Los americanos venían cargados de dólares, que se gastaban en los bares y cabarets del puerto hasta que, en los primeros años 80, las cosas cambiaron y dejaron de acudir. En los años buenos, Antonio abría a las diez de la mañana y ya tenía a 15 o 20 en la puerta, esperando. Ahora el Texas está más tranquilo, pero turistas, según él, no faltan. Incluso hay extranjeros de avanzada edad que regresan al bar después de muchos años. La mayoría, mujeres que se enamoraron de camareros y quieren rememorar aquellas horas felices. Algunos clientes, como Horacio, el hijo de Macario el futbolista, viene por allí desde que era un chiquillo. Han venido incluso periodistas suecos, sin que él lo supiese, y luego se ha enterado, por los clientes, de que en Suecia habían publicado algún reportaje sobre su bar.
Además de la barra, las mesas y las fotos que los clientes han puesto en las paredes, un elemento inseparable del bar Texas es el camarero Emilio Monagas, que lleva ya 30 años trabajando allí. La gente cree, incluso, que Antonio y él son los dueños, pero no, él es sólo un camarero. Empezó a trabajar en el Texas a los treinta y tantos y, si Dios quiere, se piensa jubilar en él. Los americanos eran tipos muy fuertes y rudos, explica, pero eran también gente muy buena. De vez en cuando había algún follón, claro, porque se tomaban muchas copas, pero dentro del bar nunca hubo problemas, porque eran muy respetuosos y, antes de empezar la pelea, salían a la calle.
De entonces recuerda Emilio a clientes muy queridos, como el gran boxeador Cloroformo Cabrera, gran amigo y compadre.

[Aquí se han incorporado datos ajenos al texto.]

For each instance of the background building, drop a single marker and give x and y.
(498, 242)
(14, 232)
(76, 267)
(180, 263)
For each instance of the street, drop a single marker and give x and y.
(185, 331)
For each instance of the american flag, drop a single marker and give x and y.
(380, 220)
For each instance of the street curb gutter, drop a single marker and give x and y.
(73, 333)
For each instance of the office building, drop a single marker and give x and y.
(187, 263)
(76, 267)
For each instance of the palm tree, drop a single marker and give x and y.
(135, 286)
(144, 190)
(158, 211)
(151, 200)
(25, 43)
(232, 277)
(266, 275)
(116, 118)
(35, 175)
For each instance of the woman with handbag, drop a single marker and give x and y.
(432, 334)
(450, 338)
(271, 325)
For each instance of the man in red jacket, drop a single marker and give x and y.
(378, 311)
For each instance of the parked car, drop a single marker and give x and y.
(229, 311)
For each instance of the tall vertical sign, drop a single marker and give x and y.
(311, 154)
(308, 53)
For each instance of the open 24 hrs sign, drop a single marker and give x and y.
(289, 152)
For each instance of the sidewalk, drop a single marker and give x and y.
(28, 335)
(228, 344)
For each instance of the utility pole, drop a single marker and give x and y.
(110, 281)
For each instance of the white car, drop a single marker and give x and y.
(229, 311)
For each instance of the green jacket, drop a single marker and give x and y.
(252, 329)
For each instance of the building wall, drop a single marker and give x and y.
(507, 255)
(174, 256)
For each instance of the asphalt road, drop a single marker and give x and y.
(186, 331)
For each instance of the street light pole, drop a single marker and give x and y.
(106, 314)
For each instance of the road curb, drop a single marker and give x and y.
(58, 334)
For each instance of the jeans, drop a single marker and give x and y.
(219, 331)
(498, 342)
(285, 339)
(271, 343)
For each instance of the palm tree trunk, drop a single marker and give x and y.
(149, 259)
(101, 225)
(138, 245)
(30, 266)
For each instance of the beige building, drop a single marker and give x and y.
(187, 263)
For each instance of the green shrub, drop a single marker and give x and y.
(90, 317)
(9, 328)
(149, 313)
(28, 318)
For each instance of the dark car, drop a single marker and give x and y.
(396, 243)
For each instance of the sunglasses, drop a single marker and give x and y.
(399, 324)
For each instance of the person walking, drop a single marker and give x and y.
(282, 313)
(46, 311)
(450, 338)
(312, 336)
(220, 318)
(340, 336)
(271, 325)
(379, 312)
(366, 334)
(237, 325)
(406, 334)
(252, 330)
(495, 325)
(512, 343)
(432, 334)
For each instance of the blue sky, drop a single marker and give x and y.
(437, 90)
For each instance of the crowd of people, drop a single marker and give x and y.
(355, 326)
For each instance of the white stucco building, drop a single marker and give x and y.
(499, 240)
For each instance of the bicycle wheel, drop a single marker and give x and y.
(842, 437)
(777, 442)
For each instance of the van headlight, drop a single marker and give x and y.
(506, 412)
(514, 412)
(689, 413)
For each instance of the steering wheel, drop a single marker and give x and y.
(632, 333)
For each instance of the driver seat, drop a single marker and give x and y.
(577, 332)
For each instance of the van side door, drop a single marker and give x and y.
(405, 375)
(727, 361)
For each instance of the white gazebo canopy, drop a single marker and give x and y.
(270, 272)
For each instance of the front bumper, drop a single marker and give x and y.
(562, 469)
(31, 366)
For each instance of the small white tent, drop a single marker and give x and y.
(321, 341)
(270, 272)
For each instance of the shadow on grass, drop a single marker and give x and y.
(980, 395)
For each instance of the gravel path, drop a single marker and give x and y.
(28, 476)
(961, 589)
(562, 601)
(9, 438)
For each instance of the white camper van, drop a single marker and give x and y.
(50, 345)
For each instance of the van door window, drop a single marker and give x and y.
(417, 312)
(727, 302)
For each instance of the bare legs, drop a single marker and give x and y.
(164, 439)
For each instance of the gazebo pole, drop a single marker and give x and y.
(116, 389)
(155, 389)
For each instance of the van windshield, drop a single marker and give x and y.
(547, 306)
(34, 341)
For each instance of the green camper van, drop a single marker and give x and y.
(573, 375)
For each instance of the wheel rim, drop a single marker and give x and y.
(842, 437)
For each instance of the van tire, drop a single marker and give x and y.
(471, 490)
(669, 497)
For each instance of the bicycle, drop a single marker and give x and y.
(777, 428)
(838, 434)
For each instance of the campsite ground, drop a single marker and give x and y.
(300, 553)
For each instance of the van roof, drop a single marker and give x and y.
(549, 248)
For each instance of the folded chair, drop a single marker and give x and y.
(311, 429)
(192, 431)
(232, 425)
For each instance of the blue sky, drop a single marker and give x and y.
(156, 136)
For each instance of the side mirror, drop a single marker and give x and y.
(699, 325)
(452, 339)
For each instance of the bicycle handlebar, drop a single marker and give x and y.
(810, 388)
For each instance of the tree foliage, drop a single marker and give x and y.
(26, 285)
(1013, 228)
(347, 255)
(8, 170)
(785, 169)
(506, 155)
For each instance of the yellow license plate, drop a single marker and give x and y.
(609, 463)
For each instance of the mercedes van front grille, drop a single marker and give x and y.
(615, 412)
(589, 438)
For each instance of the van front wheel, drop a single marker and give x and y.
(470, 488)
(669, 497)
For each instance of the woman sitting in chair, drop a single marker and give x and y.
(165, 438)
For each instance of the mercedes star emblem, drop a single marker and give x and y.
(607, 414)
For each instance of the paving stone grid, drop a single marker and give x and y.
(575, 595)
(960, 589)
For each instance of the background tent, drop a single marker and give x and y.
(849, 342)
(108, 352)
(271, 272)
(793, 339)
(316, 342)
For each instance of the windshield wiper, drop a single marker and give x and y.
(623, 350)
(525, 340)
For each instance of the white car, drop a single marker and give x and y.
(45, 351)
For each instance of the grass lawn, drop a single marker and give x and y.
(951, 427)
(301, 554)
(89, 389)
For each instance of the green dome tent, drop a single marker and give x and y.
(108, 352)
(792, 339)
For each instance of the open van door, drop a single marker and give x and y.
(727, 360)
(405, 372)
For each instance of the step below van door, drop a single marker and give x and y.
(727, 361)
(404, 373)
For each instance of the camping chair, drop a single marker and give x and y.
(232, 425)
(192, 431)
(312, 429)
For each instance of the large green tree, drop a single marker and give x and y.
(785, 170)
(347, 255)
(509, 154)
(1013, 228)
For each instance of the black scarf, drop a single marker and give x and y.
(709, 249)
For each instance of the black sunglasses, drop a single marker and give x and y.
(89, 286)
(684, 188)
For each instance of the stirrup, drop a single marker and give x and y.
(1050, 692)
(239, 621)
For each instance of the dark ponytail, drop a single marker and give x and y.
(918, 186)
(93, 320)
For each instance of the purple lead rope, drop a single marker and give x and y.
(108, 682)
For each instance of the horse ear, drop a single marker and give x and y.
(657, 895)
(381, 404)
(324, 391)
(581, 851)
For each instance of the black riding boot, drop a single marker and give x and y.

Ahora, el cliente más viejo que tienen es un noruego al que llaman Finn, que vive allí al lado. Es pensionista. Emilio lo conoce desde que empezó a trabajar en el Texas. Pero hay muchos, muchos más. Tantos, que no sería capaz de nombrarlos a todos.
A partir de hoy, cuando pase por la calle del Sargento Llagas ya no pensaré en el lazareto del padre Damián ni en héroes mutilados en guerras de religión, sino en la sopa de Rosarito, en las dunas de Las Canteras y en los americanos de Tejas que frecuentaban el bar de Antonio Araña. Que eran, según dicen, todos ellos buena gente.
Y mi recuerdo de Las Palmas será, estoy seguro, un poquito más entrañable.